The regression model demonstrates stability, with both dependent variables exhibiting significance. The coefficients reveal a negative correlation between the interest rate and market capitalisation to GDP ratio, while indicating a positive correlation between profit margin and market capitalisation to GDP ratio. These findings align with established economic beliefs.
plt.figure(figsize=(10,4))
market_sentiment = rg5.predict(x_var_5)
market_sentiment.plot(legend = True)
df_updated_bi['market-gdp'].plot(legend = True)
plt.ylabel('Value')
plt.xlabel('Date')
plt.legend(labels=['Market Sentiment', 'Market Cap to GDP'])
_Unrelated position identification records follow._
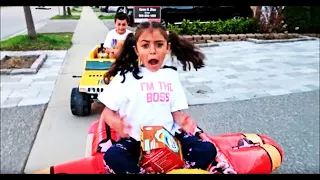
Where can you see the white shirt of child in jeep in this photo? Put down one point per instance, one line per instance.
(113, 37)
(148, 101)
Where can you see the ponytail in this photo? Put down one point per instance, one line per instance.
(125, 62)
(186, 52)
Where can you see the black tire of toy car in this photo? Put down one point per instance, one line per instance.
(80, 103)
(120, 9)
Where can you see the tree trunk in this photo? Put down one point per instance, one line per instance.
(257, 12)
(29, 21)
(64, 11)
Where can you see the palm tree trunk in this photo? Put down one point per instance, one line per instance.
(29, 21)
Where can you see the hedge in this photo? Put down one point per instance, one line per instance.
(302, 19)
(231, 26)
(299, 19)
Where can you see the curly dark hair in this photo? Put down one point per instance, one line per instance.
(127, 60)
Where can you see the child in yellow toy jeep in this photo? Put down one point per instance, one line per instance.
(151, 95)
(115, 37)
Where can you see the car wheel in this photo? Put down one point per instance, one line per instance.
(80, 103)
(120, 9)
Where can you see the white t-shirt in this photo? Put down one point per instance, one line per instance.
(148, 101)
(113, 37)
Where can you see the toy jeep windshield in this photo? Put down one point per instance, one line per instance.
(91, 83)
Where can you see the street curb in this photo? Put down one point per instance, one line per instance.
(37, 64)
(300, 38)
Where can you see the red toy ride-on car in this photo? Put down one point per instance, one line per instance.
(238, 153)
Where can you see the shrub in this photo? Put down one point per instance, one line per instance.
(297, 18)
(230, 26)
(314, 19)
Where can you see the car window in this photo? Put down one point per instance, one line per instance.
(97, 65)
(178, 7)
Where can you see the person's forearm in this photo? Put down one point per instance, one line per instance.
(179, 117)
(110, 116)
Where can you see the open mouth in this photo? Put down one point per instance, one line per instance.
(153, 61)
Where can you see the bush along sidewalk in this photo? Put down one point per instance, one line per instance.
(230, 30)
(290, 19)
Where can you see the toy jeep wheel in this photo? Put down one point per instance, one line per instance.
(80, 103)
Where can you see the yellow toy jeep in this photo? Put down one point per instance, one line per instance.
(91, 83)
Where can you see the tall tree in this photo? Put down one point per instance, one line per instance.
(29, 21)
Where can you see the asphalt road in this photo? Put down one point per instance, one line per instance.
(19, 127)
(291, 120)
(110, 24)
(13, 19)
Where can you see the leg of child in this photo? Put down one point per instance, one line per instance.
(196, 152)
(123, 157)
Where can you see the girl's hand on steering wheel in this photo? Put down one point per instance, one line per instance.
(122, 127)
(188, 125)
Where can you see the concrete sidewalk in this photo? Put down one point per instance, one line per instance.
(61, 136)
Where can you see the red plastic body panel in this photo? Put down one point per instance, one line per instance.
(263, 158)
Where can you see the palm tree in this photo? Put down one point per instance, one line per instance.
(29, 21)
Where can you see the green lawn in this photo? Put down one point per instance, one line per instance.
(76, 17)
(106, 17)
(45, 41)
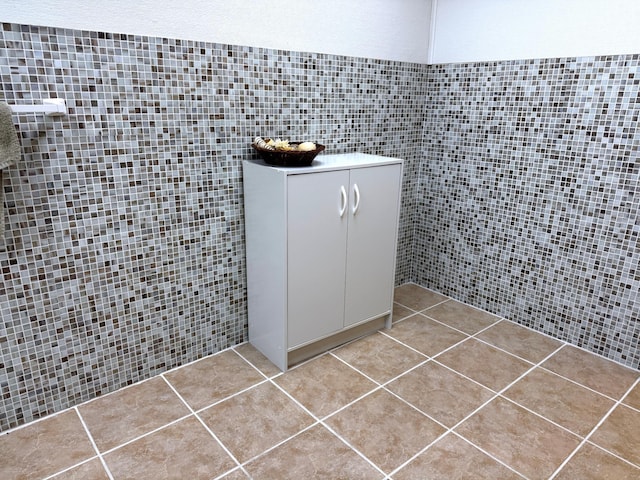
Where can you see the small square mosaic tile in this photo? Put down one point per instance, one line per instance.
(124, 251)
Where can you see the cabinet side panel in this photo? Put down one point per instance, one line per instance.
(372, 240)
(265, 226)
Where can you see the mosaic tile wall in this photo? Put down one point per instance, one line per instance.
(529, 198)
(124, 250)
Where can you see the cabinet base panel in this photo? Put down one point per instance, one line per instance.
(305, 352)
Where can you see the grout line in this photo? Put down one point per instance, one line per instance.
(464, 419)
(95, 447)
(203, 423)
(593, 430)
(321, 421)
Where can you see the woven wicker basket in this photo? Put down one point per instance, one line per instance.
(291, 158)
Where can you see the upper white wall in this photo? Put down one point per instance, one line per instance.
(385, 29)
(476, 30)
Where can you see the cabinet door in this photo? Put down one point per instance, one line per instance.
(371, 248)
(317, 239)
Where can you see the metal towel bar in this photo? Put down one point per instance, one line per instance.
(50, 106)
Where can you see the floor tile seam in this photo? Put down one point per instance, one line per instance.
(482, 330)
(574, 382)
(381, 384)
(320, 419)
(358, 452)
(413, 407)
(217, 402)
(592, 431)
(488, 454)
(228, 472)
(404, 344)
(193, 412)
(568, 345)
(496, 394)
(95, 448)
(451, 299)
(613, 454)
(541, 416)
(255, 367)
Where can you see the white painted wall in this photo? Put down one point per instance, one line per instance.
(476, 30)
(386, 29)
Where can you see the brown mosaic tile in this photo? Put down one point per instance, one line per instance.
(527, 443)
(385, 429)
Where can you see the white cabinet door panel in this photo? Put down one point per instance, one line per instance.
(374, 195)
(316, 248)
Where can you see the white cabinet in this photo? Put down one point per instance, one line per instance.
(321, 247)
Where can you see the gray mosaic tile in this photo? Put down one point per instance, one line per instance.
(124, 253)
(527, 200)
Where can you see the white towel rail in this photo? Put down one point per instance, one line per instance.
(50, 106)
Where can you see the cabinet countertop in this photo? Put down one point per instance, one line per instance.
(334, 162)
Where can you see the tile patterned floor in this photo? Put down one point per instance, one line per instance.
(448, 392)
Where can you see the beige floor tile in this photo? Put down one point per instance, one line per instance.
(620, 434)
(593, 371)
(453, 458)
(324, 384)
(484, 364)
(131, 412)
(179, 451)
(415, 297)
(253, 421)
(591, 463)
(633, 399)
(440, 393)
(425, 335)
(315, 453)
(560, 400)
(213, 378)
(520, 341)
(400, 312)
(385, 429)
(257, 359)
(236, 475)
(527, 443)
(379, 357)
(462, 317)
(44, 447)
(92, 470)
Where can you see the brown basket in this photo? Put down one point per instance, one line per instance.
(292, 158)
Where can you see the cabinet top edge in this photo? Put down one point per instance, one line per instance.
(334, 162)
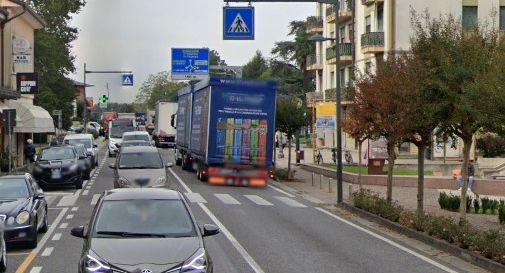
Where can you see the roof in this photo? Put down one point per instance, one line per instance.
(141, 193)
(139, 149)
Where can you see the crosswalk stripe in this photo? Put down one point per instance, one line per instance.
(290, 202)
(258, 200)
(194, 197)
(227, 199)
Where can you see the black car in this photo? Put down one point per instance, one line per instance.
(23, 209)
(144, 230)
(58, 166)
(85, 160)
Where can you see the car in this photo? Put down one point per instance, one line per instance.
(3, 249)
(144, 230)
(85, 160)
(139, 162)
(89, 142)
(58, 166)
(23, 209)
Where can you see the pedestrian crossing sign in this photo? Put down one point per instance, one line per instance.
(238, 23)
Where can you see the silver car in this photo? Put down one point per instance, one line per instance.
(138, 163)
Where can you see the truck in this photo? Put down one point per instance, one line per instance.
(164, 133)
(225, 131)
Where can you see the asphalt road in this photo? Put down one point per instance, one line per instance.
(262, 230)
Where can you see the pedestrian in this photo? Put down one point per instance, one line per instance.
(471, 173)
(29, 155)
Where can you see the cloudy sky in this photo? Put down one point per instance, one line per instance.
(137, 35)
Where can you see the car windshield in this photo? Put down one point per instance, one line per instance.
(57, 153)
(73, 141)
(13, 188)
(117, 131)
(136, 137)
(167, 218)
(140, 160)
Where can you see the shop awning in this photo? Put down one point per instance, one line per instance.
(31, 118)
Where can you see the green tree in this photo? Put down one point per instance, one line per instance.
(54, 60)
(290, 117)
(157, 88)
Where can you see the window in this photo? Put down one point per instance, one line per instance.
(368, 24)
(470, 17)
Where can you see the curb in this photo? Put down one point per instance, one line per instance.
(464, 254)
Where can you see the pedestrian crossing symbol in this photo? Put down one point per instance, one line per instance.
(238, 23)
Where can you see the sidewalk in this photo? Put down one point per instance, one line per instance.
(406, 196)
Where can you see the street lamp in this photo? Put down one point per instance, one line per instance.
(320, 38)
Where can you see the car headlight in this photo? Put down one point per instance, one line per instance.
(197, 263)
(22, 217)
(94, 265)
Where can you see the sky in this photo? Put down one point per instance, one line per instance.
(137, 35)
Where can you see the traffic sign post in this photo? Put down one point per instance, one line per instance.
(190, 63)
(238, 23)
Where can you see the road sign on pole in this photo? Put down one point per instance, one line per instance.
(190, 63)
(238, 23)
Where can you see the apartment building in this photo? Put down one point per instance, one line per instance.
(368, 31)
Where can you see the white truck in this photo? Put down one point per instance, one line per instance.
(164, 133)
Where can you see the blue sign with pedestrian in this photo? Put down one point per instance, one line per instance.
(238, 23)
(127, 80)
(190, 63)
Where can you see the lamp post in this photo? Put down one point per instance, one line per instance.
(320, 38)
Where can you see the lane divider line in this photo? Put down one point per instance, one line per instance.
(388, 241)
(241, 250)
(27, 262)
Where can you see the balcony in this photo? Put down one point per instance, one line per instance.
(315, 62)
(371, 2)
(345, 54)
(372, 42)
(315, 25)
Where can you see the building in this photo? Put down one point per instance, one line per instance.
(369, 30)
(17, 28)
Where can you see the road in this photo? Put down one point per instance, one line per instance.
(262, 230)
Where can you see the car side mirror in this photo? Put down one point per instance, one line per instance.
(78, 232)
(209, 230)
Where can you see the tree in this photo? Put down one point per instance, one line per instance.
(54, 60)
(381, 102)
(469, 80)
(158, 87)
(290, 117)
(255, 67)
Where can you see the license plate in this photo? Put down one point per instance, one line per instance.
(56, 174)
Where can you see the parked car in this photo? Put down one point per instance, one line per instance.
(89, 142)
(3, 249)
(85, 160)
(23, 209)
(139, 162)
(144, 230)
(58, 166)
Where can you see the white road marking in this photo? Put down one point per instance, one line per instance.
(47, 252)
(56, 237)
(281, 191)
(384, 239)
(95, 198)
(258, 200)
(36, 269)
(194, 197)
(227, 199)
(290, 202)
(247, 257)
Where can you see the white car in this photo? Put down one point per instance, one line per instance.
(88, 141)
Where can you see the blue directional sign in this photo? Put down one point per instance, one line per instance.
(127, 80)
(238, 23)
(190, 63)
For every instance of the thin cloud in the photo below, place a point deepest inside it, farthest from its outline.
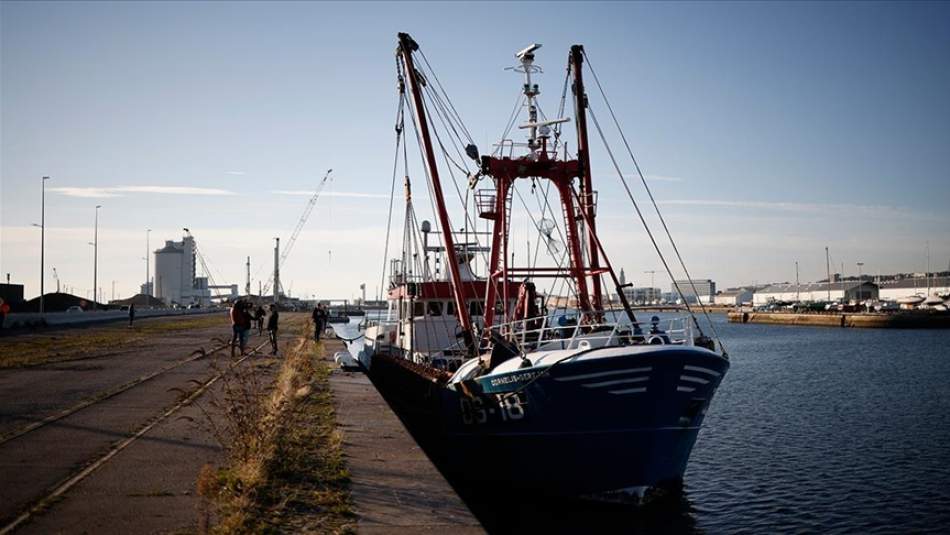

plt.title('Market Sentiment vs Market Index')
Text(0.5, 1.0, 'Market Sentiment vs Market Index')
Market Analysis Summary
market_sentiment = rg5.predict(x_var_5)
market_sentiment_mean = np.mean(market_sentiment)
market_sentiment_std = np.std(market_sentiment)
fig, ax1 = plt.subplots(figsize=(10, 4))
market_sentiment.plot(legend=True, label='Market Sentiment', ax=ax1, color='red')
y_var_bi.plot(legend=True, label='Market Cap to GDP', ax=ax1, color='green')
ax1.set_ylabel('Market Sentiment & Market Cap to GDP Values')
ax1.set_xlabel('Date')
ax1.set_title('Regression Models')
ax2 = ax1.twinx()
ax2.set_ylabel('Market Index & Market Framework Values')
df_updated['market_index'].plot(legend=True, label='Market Index', ax=ax2, color='blue')
market_framework.plot(legend = True, label='Market Framework', color='orange')
lines, labels = ax1.get_legend_handles_labels()
lines2, labels2 = ax2.get_legend_handles_labels()
ax2.legend(lines + lines2, labels + labels2, loc='upper left')
plt.show()
market_sentiment = rg5.predict(x_var_5)
market_sentiment_mean = np.mean(market_sentiment)
market_sentiment_std = np.std(market_sentiment)
plt.figure(figsize=(10, 4))
market_sentiment.plot(legend=True, label='Market Sentiment', color='red')
plt.axhline(market_sentiment_mean, color='grey', linestyle='-', label='Mean')
plt.axhline(market_sentiment_mean + market_sentiment_std, color='g', linestyle='--', label='1 sd')
plt.axhline(market_sentiment_mean - market_sentiment_std, color='g', linestyle='--')
plt.axhline(market_sentiment_mean + 2*market_sentiment_std, color='royalblue', linestyle='--', label='2 sd')
plt.axhline(market_sentiment_mean - 2*market_sentiment_std, color='royalblue', linestyle='--')
plt.axhline(market_sentiment_mean + 3*market_sentiment_std, color='purple', linestyle='--', label='3 sd')
plt.axhline(market_sentiment_mean - 3*market_sentiment_std, color='purple', linestyle='--')
plt.ylabel('Value')
plt.xlabel('Date')
plt.title('Market Sentiment Variation')
plt.legend()
plt.show()
The standard deviation from the mean within the Market Sentiment model serves as a potential metric for identifying notable shifts in investor sentiment toward the market. Instances where values significantly diverge from the mean signal potential extremes in market perception, indicating conditions that may be characterised as either excessively bullish ("hot") or overly bearish ("cold").
These deviations provide insight into the degree of divergence from typical expectations, thereby facilitating the recognition of significant shifts in market sentiment.